Management Review. ISO 9001:2015 Clause 9.3
The nine
clause of ISO 9001 ends with the requirement for top management to review the
quality management system of the company at planned dated in order to ensure it
is suitable, adequate, and effective.
Management
does not have to define the operation controls but must know what is going on
in the quality management system, are the employee’s performance their duties,
if the quality management system is achieving desired results, etc.
Based on
that the management must take some crucial decisions. The standard requires top
management to review the following aspects:
1- The condition of actions from previous management review.
For
example, if the last management review a decision was made to train 3 more
internal auditors in order to be able to conduct more internal audits with out
the year, the management should check if this action was implemented and what
is their results.
2- Changes in external and internal issues relevant to the quality management system.
For
example, some external issues have not been addressed such as market trends.
3- Changes in needs and expectations of interested parties.
For example, your client might change requirements regarding one of your products, but the same requirements should be met with other products.
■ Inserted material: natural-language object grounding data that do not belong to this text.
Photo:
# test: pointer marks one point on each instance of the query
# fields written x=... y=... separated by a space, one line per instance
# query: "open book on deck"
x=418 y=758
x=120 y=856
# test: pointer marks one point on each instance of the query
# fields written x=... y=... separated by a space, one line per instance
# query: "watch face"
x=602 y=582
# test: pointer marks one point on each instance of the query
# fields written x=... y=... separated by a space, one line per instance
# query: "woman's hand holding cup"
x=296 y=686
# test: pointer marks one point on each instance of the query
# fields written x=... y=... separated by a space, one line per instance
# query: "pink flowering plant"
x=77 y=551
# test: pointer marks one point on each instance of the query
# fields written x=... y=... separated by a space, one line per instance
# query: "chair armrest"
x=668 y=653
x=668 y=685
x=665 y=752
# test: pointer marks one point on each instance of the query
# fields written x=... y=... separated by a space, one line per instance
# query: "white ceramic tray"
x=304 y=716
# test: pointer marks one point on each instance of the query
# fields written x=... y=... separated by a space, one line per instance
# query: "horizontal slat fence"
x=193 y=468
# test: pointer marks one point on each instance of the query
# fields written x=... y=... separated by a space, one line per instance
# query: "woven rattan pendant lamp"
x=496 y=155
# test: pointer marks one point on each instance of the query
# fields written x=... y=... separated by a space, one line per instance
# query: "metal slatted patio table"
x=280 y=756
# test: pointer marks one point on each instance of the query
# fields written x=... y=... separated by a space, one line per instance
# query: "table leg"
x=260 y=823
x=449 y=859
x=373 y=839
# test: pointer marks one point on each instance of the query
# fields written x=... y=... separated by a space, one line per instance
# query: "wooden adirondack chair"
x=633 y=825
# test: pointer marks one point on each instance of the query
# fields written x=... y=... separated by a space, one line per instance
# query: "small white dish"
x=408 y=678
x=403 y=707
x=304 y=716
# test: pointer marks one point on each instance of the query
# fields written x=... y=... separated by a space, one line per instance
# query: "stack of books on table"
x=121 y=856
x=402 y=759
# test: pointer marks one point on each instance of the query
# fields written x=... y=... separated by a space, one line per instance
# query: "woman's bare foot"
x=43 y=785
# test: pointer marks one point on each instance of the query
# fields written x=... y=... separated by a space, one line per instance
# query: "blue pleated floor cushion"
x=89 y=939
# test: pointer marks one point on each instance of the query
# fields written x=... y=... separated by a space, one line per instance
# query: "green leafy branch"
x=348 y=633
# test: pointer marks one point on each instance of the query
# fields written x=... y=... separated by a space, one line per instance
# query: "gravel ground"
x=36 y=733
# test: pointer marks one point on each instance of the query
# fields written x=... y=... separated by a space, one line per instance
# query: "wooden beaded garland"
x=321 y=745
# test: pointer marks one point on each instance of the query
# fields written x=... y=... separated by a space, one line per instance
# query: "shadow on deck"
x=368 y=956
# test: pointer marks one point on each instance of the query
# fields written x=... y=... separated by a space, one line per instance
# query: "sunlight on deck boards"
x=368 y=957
4- Performance of external providers.
Meaning to
analysis whether the suppliers deliver what is expected from them and is there
a need for additional control of the suppliers.
5- Effectiveness of action taken to address risk and opportunities.
For
example, is the level of risk decreased or a level of opportunities increased.
6- Level of achievement of the quality objectives.
When the
objectives are met, the management should introduce new ones. But if the
objectives have not been met, the management must imitate corrective actions to
determine the root cause and to ensure the objective will be met in the future.
7- Information on process performance.
Including
nonconformities, corrective actions, monitoring and measurements results,
conformity of products and services, audit results and, adequacy of resources.
8- Opportunities for improvement of QMS.
Based on
all decisions, management should identify opportunities for improvement of QMS.
For example, based on customer feedback, the company may decide to improve
customer support process.
The best
practices show that usually this review of the QMS is conducted through a
meeting where all the pervious mentioned aspects are discussed and analysed.
Based on the results of analysis, decisions are taken related to continuo
improvement opportunities and the need changes of QMS.
Such
meeting should be held at least once a year or more often. The ISO 9001
requires the company documented the result from the management review as
evidence, usually after the meeting, the outputs are documented in management
review meeting minutes or in a report.
- Mandatory outputs of the management review include:
1- Opportunities for improvement.
For
example, you can raise a bar for some project objectives that already achieved,
and this will make you to create some new plans for achieving them and this
will lead to improvement.
2- Decisions related to the changes of the quality management system.
For
example, the company decide to outsource some processes and establish the new
controls for outsource processes.
3- Resources needs.
For
example, during analysis of quality objectives achievement, the management may
conclude some objectives have not been met because the lake of resources and in
the new plans for achieving objectives, additional resources will be appointed.